機密性の高いサービスでは、パスワードを一定回数間違えると不正ログインとみなし、アカウントの強制停止や削除となるものもある。しかし、本人が本気で忘れてしまったとなると、これほど危機的な状況はない。
今回、米サンフランシスコにお住まいのとあるエンジニアが、この危機に陥り200億円を失おうとしているらしい。
この災難に見舞われているのは、サンフランシスコで働くドイツ人プログラマー、ステファン・トーマスさん。
彼はウェブ上のデジタル・ウォレットに、およそ7002ビットコインを所有している。これはおよそ、228億円相当(2億2000万ドル)にものぼる。
ところがこの度、米紙「ニューヨークタイムズ」の取材において、パスワードを紛失してしまったため、財産にアクセスすることが困難になってしまったことを明らかにした。
彼はすでに8回試したというが、すべて不一致。更に恐ろしいことに、パスワードを10回間違えるとアカウントがロックされてしまうため、あとチャンスは2回しか残されていないのだ。
にも関わらず、ビットコインの取り扱いサイト側はユーザーのパスワードを自社サーバーに記録しない特殊なログイン法を取っているため、彼を助けることもできないという。ユーザーだけがアクセスできる独自のキーを作成できる仕様になっている。

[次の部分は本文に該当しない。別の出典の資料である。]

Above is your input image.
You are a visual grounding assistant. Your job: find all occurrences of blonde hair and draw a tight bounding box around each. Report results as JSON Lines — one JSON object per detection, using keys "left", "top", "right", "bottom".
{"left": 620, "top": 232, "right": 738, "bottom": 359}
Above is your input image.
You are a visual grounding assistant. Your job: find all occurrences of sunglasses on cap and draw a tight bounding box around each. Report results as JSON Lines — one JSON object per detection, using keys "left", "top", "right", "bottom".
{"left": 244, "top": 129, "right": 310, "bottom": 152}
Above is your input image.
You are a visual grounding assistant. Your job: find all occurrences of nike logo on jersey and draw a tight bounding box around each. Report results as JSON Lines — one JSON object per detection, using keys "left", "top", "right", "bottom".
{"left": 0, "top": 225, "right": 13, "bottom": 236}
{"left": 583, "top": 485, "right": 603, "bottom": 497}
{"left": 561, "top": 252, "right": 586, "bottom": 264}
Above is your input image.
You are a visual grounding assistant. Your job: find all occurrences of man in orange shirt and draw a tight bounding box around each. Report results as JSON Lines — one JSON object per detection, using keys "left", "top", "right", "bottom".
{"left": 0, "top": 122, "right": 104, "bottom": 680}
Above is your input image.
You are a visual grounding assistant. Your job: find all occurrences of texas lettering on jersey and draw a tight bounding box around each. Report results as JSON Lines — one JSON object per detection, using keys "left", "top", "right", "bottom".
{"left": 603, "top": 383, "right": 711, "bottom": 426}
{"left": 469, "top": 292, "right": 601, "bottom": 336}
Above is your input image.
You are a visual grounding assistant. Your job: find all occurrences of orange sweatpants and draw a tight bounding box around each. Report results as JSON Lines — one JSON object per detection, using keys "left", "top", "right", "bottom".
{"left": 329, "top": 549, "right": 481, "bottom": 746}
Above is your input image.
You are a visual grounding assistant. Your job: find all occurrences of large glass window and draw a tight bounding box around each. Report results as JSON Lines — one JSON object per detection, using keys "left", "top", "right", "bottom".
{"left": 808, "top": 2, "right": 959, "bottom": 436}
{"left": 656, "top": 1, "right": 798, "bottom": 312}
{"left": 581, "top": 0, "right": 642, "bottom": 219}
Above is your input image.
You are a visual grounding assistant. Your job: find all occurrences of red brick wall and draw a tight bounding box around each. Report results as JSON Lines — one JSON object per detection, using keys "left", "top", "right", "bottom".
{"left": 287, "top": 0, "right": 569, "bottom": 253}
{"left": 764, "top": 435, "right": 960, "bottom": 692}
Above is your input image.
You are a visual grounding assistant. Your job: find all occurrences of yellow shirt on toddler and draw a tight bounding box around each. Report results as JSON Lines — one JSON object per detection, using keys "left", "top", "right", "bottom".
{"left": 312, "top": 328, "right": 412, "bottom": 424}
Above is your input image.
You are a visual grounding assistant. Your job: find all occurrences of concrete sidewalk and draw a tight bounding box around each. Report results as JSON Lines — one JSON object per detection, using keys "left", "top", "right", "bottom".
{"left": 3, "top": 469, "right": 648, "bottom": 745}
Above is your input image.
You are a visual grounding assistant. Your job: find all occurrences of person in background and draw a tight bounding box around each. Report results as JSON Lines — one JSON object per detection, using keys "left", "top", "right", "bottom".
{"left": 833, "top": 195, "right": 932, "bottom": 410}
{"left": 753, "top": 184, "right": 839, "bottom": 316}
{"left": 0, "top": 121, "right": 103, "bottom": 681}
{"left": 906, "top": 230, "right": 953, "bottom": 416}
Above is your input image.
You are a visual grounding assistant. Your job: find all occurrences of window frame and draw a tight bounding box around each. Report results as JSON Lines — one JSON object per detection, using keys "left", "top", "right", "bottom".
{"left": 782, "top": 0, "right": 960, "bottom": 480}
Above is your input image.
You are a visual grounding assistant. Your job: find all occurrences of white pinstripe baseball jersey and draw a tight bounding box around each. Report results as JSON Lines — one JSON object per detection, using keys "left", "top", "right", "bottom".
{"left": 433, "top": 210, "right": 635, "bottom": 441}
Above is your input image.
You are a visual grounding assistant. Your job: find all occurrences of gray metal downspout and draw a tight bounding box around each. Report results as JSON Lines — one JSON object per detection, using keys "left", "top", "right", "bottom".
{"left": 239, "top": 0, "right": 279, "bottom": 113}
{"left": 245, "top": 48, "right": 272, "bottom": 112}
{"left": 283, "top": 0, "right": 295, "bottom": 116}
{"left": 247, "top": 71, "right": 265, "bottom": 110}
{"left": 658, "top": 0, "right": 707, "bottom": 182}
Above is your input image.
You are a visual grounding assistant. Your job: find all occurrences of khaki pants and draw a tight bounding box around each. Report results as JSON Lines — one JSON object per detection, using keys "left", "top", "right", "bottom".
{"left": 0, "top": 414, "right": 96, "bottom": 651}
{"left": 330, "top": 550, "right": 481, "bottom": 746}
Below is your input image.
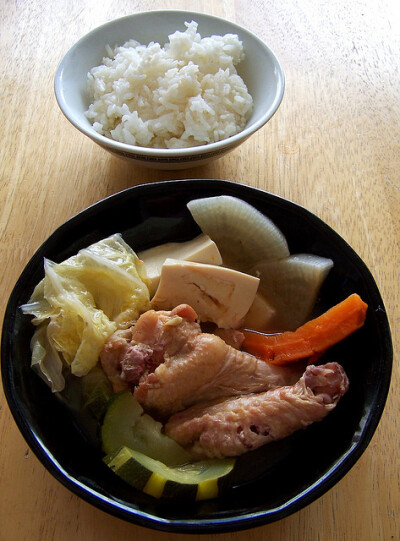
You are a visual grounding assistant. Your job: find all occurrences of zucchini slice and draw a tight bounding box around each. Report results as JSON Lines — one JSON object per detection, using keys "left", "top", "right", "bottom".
{"left": 81, "top": 366, "right": 114, "bottom": 421}
{"left": 104, "top": 446, "right": 235, "bottom": 501}
{"left": 101, "top": 390, "right": 191, "bottom": 466}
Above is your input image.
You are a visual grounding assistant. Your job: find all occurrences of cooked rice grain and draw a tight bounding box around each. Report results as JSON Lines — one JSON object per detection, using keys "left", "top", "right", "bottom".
{"left": 85, "top": 21, "right": 253, "bottom": 149}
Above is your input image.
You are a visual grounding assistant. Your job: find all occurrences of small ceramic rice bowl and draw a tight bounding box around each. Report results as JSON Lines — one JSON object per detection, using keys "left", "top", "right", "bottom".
{"left": 54, "top": 11, "right": 285, "bottom": 169}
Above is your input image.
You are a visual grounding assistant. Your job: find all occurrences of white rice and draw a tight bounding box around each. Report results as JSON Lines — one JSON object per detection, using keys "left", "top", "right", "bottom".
{"left": 85, "top": 21, "right": 253, "bottom": 149}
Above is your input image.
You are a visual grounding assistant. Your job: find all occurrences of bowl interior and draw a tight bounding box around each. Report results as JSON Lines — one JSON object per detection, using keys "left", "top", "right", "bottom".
{"left": 1, "top": 180, "right": 392, "bottom": 533}
{"left": 55, "top": 11, "right": 284, "bottom": 150}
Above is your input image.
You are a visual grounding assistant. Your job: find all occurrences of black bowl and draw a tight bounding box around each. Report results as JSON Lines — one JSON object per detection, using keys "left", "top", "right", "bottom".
{"left": 1, "top": 179, "right": 392, "bottom": 533}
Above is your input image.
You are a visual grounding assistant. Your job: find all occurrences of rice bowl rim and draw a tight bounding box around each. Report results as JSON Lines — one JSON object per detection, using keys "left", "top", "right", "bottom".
{"left": 54, "top": 10, "right": 285, "bottom": 158}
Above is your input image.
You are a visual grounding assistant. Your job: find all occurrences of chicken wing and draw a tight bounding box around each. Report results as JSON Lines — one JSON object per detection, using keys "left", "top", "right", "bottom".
{"left": 164, "top": 362, "right": 349, "bottom": 458}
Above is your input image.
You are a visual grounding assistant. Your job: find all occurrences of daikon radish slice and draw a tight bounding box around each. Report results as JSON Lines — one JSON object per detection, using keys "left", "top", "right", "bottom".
{"left": 187, "top": 196, "right": 289, "bottom": 272}
{"left": 250, "top": 254, "right": 334, "bottom": 331}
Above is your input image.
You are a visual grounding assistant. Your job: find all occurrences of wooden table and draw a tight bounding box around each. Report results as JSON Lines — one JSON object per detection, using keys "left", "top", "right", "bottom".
{"left": 1, "top": 1, "right": 399, "bottom": 539}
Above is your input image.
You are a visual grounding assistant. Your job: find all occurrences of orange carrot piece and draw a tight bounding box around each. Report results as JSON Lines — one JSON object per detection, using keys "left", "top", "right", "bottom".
{"left": 242, "top": 293, "right": 368, "bottom": 365}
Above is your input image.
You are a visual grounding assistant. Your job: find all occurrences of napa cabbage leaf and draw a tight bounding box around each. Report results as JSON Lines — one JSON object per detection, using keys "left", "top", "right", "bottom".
{"left": 21, "top": 234, "right": 150, "bottom": 390}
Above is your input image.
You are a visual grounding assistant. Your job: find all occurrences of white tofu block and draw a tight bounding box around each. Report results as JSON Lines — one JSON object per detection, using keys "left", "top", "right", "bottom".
{"left": 242, "top": 292, "right": 276, "bottom": 331}
{"left": 152, "top": 258, "right": 260, "bottom": 329}
{"left": 138, "top": 234, "right": 222, "bottom": 296}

危機に見舞われているトーマスさんは、ニューヨークタイムズに対しこう語る。
「私はただベッドに横になって考えるしかなかった。私はいくつかの新しい戦略を思いつき、パソコンに向かいましたが・・・うまくいきませんでした。そしてまた絶望しました。」
寝っ転がりまたトライしては絶望する・・・そんな気持ちがありありとわかるコメントである。
大切なパスワードをなくした理由
では、なぜここまで大量のビットコインを持っているのか?
その理由は、ビットコインが出てきた最初期である2011年に、トーマスさんは「ビットコインとはなんだ?」という紹介アニメを制作したこと。その報酬として、価値が低かった当時にもらったのだという。
しかしその際はビットコインに手をつけず、パスワードを書いた紙をどこかに紛失してしまったのだ。
だがその後、ビットコインにバブルが起こり、2021年1月には記録的な価格変動が起こった。トーマスさんの所有しているビットコインの値段は跳ね上がり、一躍億万長者となってしまった。
ちなみに、同様な理由で無駄になっているビットコインは非常に多く、これまでに全世界で約14兆円(1400億ドル分)のビットコインが放棄されているという。しかし、トーマスさんほどの高額単位は類を見ない。
どうにかして本人確認をし、200億円を彼に返して欲しいものだ。